Migrating Foreign Keys in PostgreSQL

Applications often need to work with external IDs, e.g. UUIDs of third party services or SKUs. In such cases, an external ID should be stored just once in a mapping table and from there on only referenced by an internal (e.g. serial) foreign key. Without a dedicated mapping table, you will carry such external identifiers through all tables. This may seem reasonable at the beginning, but may soon cause trouble, e.g. if you want to add a second type of external service or when you realize, that those seemingly unique identifiers are not as unique as assumed.

Even though I should know better, this kind of mistake happens to me from time to time anyway. Or it happens to others and I have to save the day.

Because PostgreSQL is not the wild west, if you reference a field in a different table, this will be enforced through a constraint, which is fantastic for data consistency, but annoying if you misdesigned your data structure and have to change your foreign keys. But, don’t worry, it’s still possible to change this inside a single transaction with those four-ish steps:

  1. Create the new key ID column, make it unique (e.g. serial)
  2. Identify all tables which reference the (old) ID:
    1.1. Note the table name
    1.2. Find the referencing column
    1.3. Determine the foreign key constraint name (see pg_constraint table)
  3. For each referencing table:
    2.1. Drop the existing constraint (from 1.3.)
    2.2. Update the referencing key values to the new ones
    2.3. Add new constraint for the new base table ID
  4. Drop primary key constraint from base table
  5. Create new primary key constraint on base table

Example

Let’s assume your application tracks users, which have external identifiers. At the moment you got a user table, which has this external ID as the primary key:

user

external_user_id (primary key)user_name
12312Alice
91823Bob

Thus, all tables that reference any user have those long, external identifiers:

user_permissions

user_idcan_readcan_write
12312truetrue
91823falsetrue

Now, if you want to gain flexbility and add an internal ID, you can start off with adding a serial column to users:

ALTER TABLE user ADD column id serial UNIQUE;

user would now look like this:

external_user_id (primary key)user_nameid
12312Alice1
91823Bob2

Now, for every referencing table, you need to strip the constraint, update the values to the new serial ID and then add the new constraint:

ALTER TABLE user_permissions
	DROP CONSTRAINT user_permissions_user_id_...id;

UPDATE user_permissions
	SET user_id = (
		SELECT id
		FROM user
		WHERE external_user_id = user_permissions.user_id
	);

ALTER TABLE user_permissions
	ADD CONSTRAINT user_permissions_user_id_...id
		FOREIGN KEY (user_id)
			REFERENCES user (id);

user_permissions looks now like this:

user_idcan_readcan_write
1truetrue
2falsetrue

Finally, you can now change user.external_user_id without constraints, you just have to swap out the primary key in user:

ALTER TABLE user DROP CONSTRAINT user_pkey;
ALTER TABLE user ADD PRIMARY KEY (id);

At this moment, you can even put the external identifier into a different table, if you wish, thus possibly separating the concerns even better.

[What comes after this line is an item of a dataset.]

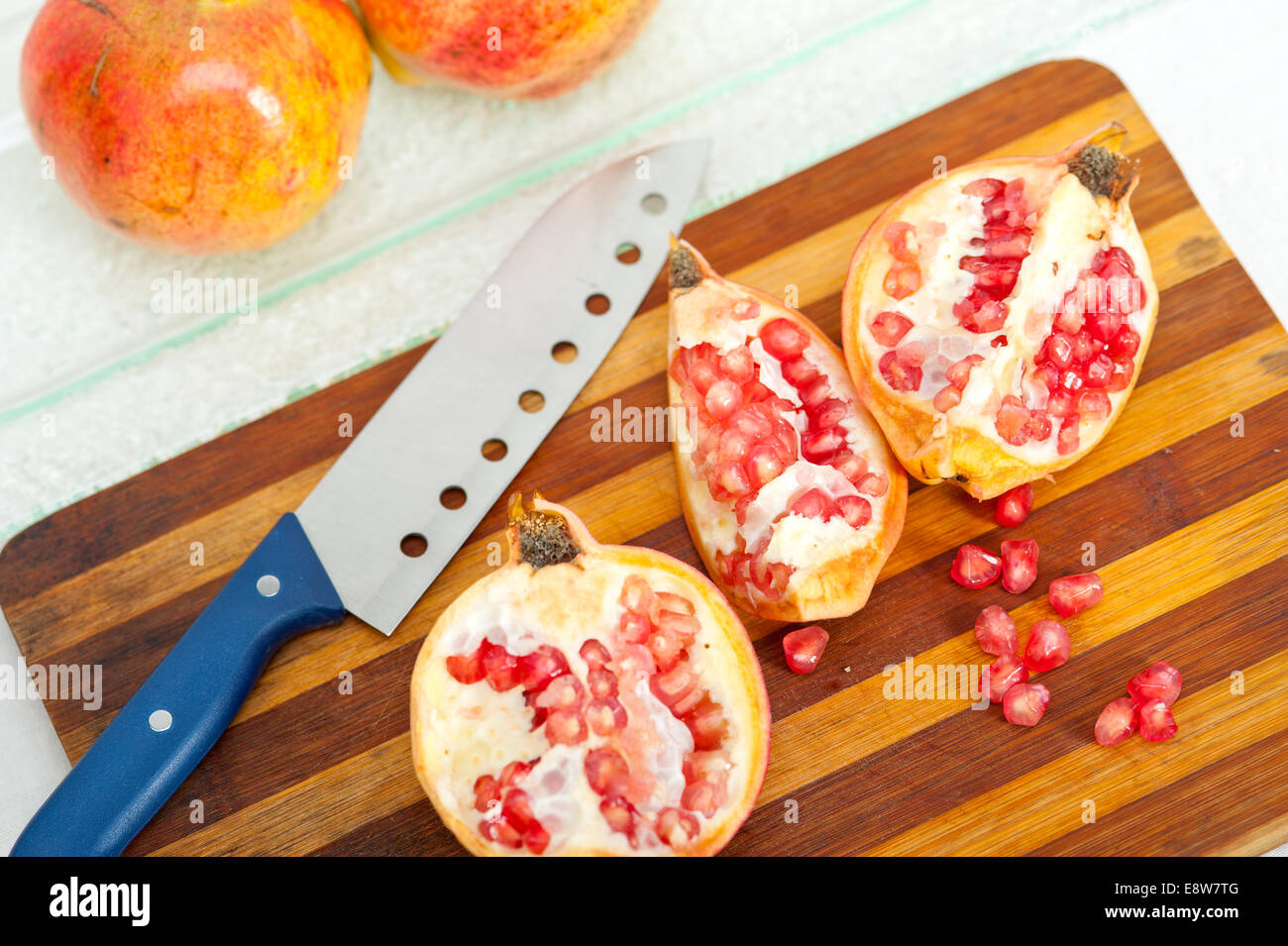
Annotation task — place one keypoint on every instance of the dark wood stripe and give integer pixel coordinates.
(890, 791)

Bonus Content for Django Users

Swapping out primary keys is too difficult for the automatic Django migration assistant, so you’ll need to get your hands dirty. Obviously, you can do all those steps as raw SQL migrations, but then makemigrations will still nag you about changes in your model, thus you got to use SeparateDatabaseAndState, apply the changes with SQL and then tell Django what the effect is. For an example, see my code in osmcal.

Extra Bonus

If you’re working with raw SQL migrations, you might run into trouble and all you’ll get is some context-free SQL error message. For better debugging, you can use the sqlmigrate subcommand which will display the SQL queries instead of directly executing them. That way you can step through the statements and debug them step by step.